Sunday, July 14, 2013

What Racial Profiling Looks Like

Scriptonite has the following video well-portraying the influence of racial profiling on people's perceptions of events in her blog piece on the Trayvon Martin case.

In the video, three young actors - one white male, one African American male, and one blonde female - separately go through motions of "trying to steal" the same locked-up yet abandoned bicycle in a local park. 

Residents pretty much ignore the shenanigans of the white male and white female, with a few pedestrians making inquiries and even offering to help the young woman in a couple of instances.  When the black male youth tries to do the same thing, however, one person after another objects, with an angry crowd starting to gather, some snapping photos for evidence, and one man phones 911, as collective outrage erupts. 

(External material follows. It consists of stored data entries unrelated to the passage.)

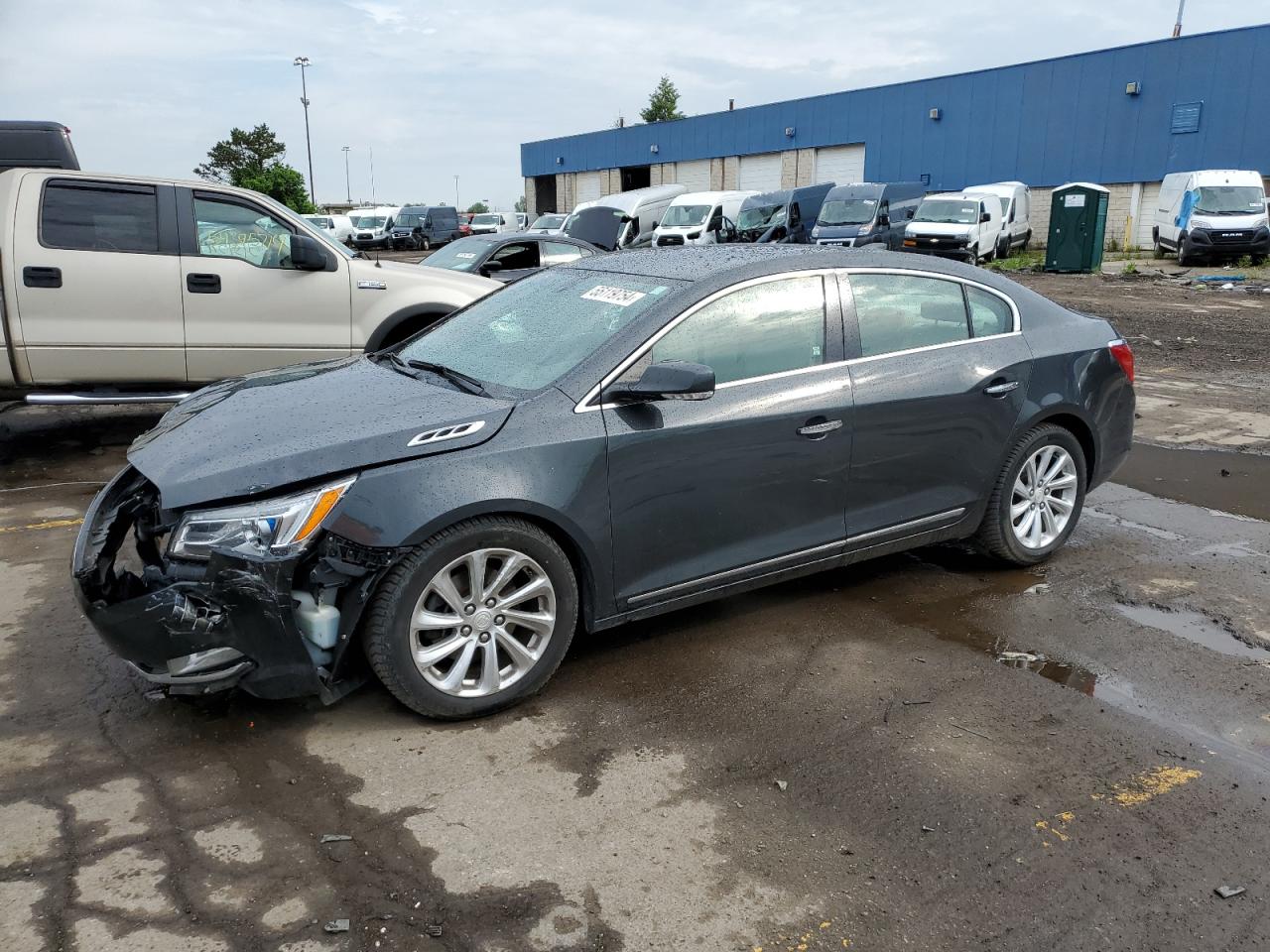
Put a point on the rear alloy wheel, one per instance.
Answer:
(1038, 498)
(474, 621)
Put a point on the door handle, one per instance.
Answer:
(1001, 389)
(818, 430)
(203, 284)
(39, 277)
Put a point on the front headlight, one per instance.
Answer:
(270, 527)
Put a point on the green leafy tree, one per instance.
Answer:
(663, 104)
(254, 160)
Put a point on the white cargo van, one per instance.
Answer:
(622, 220)
(1015, 212)
(956, 225)
(698, 217)
(1211, 213)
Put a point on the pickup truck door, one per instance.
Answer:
(245, 307)
(98, 286)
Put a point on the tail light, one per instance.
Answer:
(1123, 354)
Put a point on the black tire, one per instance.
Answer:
(386, 635)
(996, 535)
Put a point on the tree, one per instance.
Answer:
(254, 160)
(663, 104)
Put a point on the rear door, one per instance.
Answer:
(753, 479)
(939, 372)
(246, 308)
(99, 282)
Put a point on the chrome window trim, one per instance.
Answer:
(584, 405)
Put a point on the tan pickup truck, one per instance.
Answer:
(116, 289)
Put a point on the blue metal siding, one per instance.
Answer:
(1048, 122)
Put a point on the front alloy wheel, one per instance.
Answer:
(472, 621)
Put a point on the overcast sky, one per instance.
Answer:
(452, 89)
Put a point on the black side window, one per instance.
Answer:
(99, 217)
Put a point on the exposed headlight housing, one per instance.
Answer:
(270, 527)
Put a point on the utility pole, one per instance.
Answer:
(303, 62)
(348, 182)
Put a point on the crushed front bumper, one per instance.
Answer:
(229, 622)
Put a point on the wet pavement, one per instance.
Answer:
(921, 752)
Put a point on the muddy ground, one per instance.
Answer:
(926, 752)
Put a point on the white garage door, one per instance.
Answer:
(1147, 216)
(588, 186)
(760, 173)
(839, 164)
(695, 176)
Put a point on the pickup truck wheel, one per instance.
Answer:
(475, 620)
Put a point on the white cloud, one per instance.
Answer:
(148, 85)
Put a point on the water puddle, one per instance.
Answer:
(1192, 626)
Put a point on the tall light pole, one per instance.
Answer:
(303, 62)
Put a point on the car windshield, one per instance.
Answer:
(679, 216)
(540, 327)
(848, 211)
(1230, 199)
(948, 212)
(461, 255)
(761, 217)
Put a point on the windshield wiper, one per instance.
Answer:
(470, 384)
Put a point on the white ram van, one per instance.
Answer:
(1015, 212)
(123, 289)
(956, 225)
(1211, 213)
(622, 220)
(698, 218)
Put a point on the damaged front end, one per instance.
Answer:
(275, 624)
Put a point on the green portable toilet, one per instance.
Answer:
(1078, 222)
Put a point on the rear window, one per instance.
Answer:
(99, 217)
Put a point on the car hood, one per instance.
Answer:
(928, 229)
(303, 422)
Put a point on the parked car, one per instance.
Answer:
(333, 226)
(549, 223)
(622, 220)
(508, 255)
(784, 217)
(494, 222)
(1015, 213)
(955, 225)
(422, 227)
(867, 213)
(1211, 213)
(699, 218)
(373, 227)
(121, 289)
(36, 145)
(601, 442)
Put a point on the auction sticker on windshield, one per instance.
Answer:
(613, 296)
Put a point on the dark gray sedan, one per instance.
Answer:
(601, 442)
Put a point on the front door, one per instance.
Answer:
(939, 388)
(246, 308)
(99, 287)
(756, 472)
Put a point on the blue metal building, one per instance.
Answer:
(1127, 114)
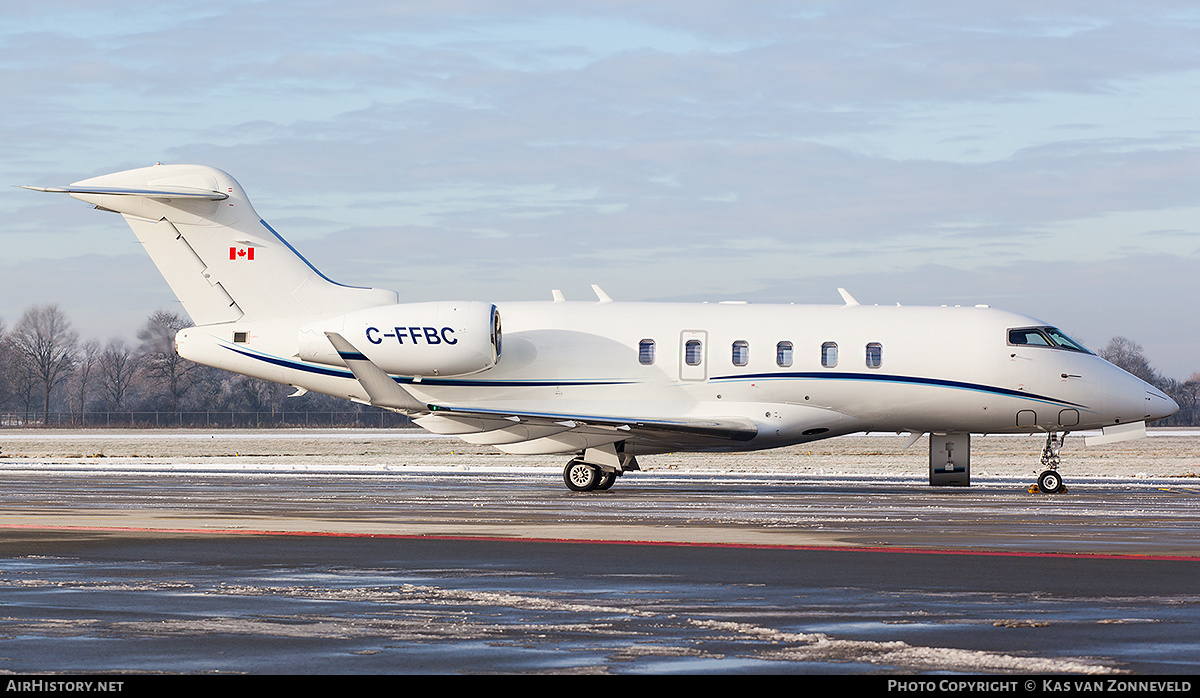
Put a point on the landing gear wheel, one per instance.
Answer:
(606, 480)
(581, 476)
(1049, 482)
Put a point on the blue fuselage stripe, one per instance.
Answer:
(779, 375)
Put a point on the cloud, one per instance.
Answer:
(669, 150)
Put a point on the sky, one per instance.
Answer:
(1039, 157)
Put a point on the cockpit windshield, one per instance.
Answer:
(1049, 337)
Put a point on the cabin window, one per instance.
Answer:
(874, 355)
(829, 354)
(646, 351)
(784, 354)
(741, 353)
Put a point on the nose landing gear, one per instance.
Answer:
(1050, 482)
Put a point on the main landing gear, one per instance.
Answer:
(582, 476)
(1050, 482)
(598, 468)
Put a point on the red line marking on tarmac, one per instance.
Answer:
(910, 551)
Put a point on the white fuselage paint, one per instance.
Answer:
(568, 377)
(942, 369)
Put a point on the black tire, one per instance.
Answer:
(581, 476)
(1049, 482)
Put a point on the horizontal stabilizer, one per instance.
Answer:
(175, 192)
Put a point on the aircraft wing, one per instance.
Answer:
(526, 432)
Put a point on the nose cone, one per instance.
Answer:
(1158, 404)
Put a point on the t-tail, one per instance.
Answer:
(221, 259)
(262, 310)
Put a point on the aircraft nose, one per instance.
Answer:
(1158, 404)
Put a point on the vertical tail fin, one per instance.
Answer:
(220, 258)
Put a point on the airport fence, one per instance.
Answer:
(210, 420)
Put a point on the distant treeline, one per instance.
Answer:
(48, 375)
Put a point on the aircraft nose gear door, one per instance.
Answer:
(949, 459)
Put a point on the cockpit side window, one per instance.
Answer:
(1065, 342)
(1049, 337)
(1029, 336)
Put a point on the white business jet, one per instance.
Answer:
(607, 381)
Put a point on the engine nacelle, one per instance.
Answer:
(439, 338)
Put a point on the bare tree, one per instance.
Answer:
(85, 366)
(161, 362)
(47, 343)
(1127, 354)
(118, 365)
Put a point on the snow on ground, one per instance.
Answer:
(1165, 453)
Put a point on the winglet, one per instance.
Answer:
(381, 387)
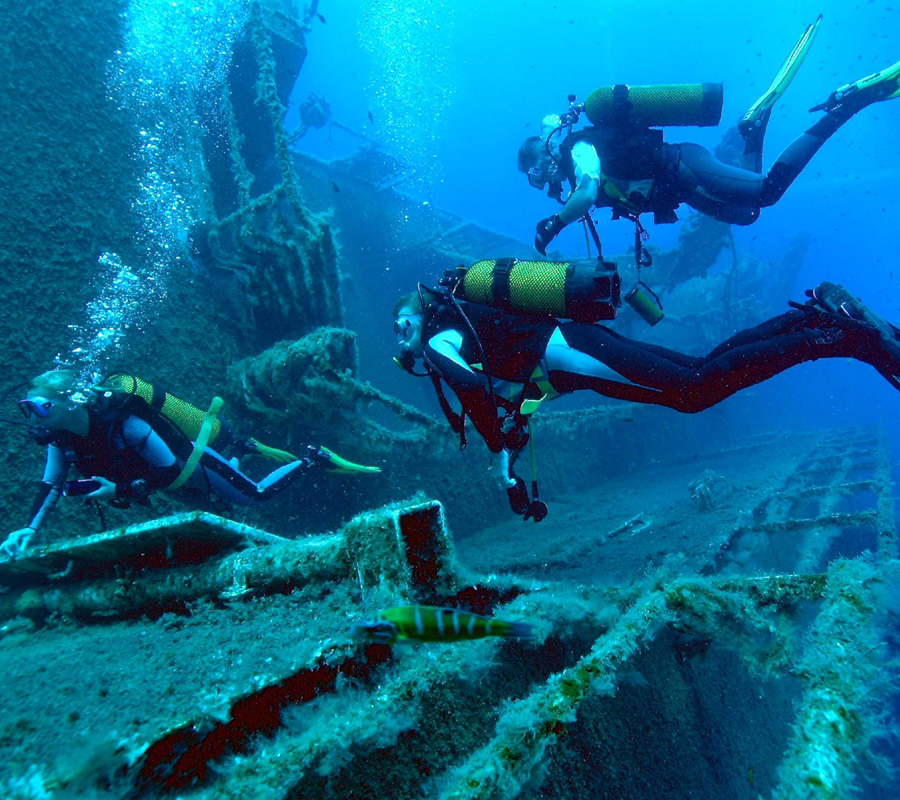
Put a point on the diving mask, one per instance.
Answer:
(37, 406)
(537, 178)
(405, 327)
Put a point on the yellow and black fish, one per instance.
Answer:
(431, 624)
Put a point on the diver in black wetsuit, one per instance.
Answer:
(497, 364)
(630, 169)
(129, 449)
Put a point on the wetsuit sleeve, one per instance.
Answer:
(586, 161)
(50, 486)
(442, 352)
(147, 443)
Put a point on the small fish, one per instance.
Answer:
(431, 624)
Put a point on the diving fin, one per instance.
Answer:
(260, 449)
(884, 85)
(757, 117)
(334, 463)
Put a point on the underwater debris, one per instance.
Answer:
(313, 380)
(844, 675)
(708, 489)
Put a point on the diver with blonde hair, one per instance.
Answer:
(501, 366)
(621, 162)
(129, 439)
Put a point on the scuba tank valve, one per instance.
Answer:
(641, 301)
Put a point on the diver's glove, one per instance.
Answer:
(16, 543)
(546, 231)
(517, 494)
(499, 470)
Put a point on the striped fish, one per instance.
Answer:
(431, 624)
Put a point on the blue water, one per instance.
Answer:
(490, 72)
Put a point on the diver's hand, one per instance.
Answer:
(499, 470)
(546, 232)
(107, 490)
(17, 542)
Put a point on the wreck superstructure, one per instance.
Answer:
(712, 621)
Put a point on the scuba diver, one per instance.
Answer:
(129, 439)
(621, 161)
(497, 334)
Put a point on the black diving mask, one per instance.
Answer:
(41, 435)
(537, 178)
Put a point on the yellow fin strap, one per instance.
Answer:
(199, 446)
(281, 456)
(338, 464)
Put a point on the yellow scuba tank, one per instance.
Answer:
(185, 417)
(584, 291)
(693, 104)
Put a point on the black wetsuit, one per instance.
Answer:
(516, 346)
(124, 447)
(689, 173)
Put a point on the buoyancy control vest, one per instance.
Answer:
(636, 169)
(176, 421)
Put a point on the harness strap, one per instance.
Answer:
(500, 285)
(457, 421)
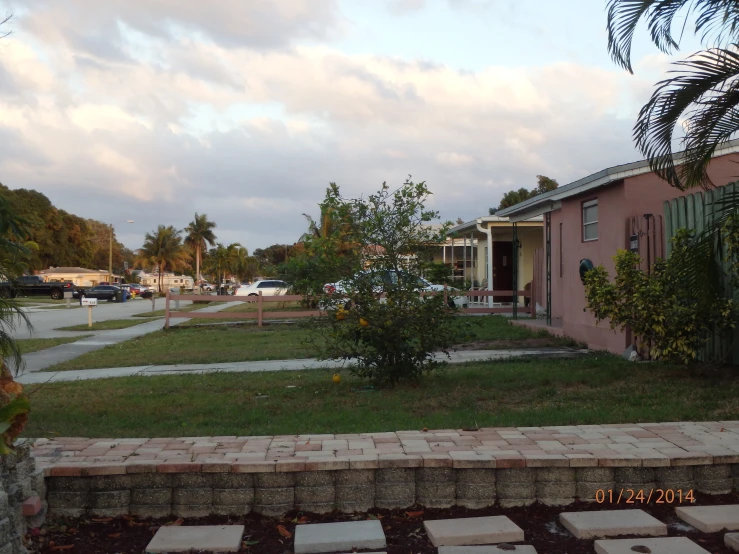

(Don't try this yourselves without major planning, back-up, and protection.)

The point being, the pedestrians' perceptions of the exact same incident change drastically with the race and gender of the individual in question.  They see the African American male youth as engaging in an objectionable crime, yet the white male and female youths - engaged in the exact same behavior - are seen as doing nothing that out of the ordinary - even understandable in a few instances - since the bike has been left for days.  

Of course, in the case of Trayvon Martin, as opposed to this recorded social experiment, Trayvon wasn't doing anything that could be construed as the least bit illegal.  He was simply walking home from the store after purchasing some candy and an ice tea.

But he was a young African American male, so he was perceived by George Zimmerman as a "hoodlum" and "thug," although his actions were fully innocent and he was a very nice young person - some have tweeted he was also an honors student.

This is what racial profiling looks like, even among the most ordinary people who don't have any known unusual inclinations towards using guns and violence.  So now imagine racial profiling by someone more off-balance than these otherwise good folk (and by even just a little bit) out strolling on a sunny day in the park.